METHODS: Whole exome sequencing was performed on five families with ten patients who presented with a similar constellation of symptoms including medically refractory infantile-onset IBD, bilateral sensorineural hearing loss, and, in the majority, recurrent infections. Genetic etiologies of VEOIBD were assessed and Sanger sequencing was performed to confirm novel genetic findings. Western analysis on PBMCs and functional studies with epithelial cell lines were employed.

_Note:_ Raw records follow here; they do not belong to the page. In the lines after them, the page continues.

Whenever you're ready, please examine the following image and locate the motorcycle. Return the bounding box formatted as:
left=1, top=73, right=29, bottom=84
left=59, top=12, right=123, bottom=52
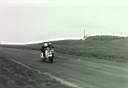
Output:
left=40, top=48, right=55, bottom=63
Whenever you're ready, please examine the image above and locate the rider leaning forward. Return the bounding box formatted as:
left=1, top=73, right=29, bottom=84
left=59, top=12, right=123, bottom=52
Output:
left=41, top=42, right=54, bottom=57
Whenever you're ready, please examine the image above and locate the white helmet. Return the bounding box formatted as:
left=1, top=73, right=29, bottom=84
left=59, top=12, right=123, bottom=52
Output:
left=44, top=43, right=48, bottom=47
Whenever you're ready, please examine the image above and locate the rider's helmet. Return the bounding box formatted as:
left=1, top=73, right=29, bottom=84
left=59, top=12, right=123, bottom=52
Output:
left=48, top=42, right=52, bottom=45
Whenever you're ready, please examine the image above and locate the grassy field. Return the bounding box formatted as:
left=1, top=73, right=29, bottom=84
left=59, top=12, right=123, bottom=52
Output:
left=3, top=36, right=128, bottom=62
left=0, top=52, right=71, bottom=88
left=54, top=36, right=128, bottom=62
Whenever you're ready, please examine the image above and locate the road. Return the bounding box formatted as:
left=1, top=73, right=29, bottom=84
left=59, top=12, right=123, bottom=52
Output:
left=0, top=47, right=128, bottom=88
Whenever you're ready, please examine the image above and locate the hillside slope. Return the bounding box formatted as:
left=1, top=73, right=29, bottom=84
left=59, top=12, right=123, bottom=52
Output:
left=0, top=52, right=72, bottom=88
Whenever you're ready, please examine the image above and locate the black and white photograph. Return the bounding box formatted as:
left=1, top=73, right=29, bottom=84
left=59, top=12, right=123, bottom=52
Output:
left=0, top=0, right=128, bottom=88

RESULTS: In each of the 10 patients, we identified damaging heterozygous or biallelic variants in Syntaxin-Binding Protein 3 gene (STXBP3), a protein known to regulate intracellular vesicular trafficking in the syntaxin-binding protein family of molecules, but not associated to date with either VEOIBD or sensorineural hearing loss. These mutations interfere with either intron splicing or protein stability and led to reduced STXBP3 protein expression. Knock-down of STXBP3 in CaCo2 cells resulted in defects in cell polarity.
CONCLUSION: Overall, we describe a novel genetic syndrome and identify a critical role for STXBP3 in VEOIBD, sensorineural hearing loss and immune dysregulation.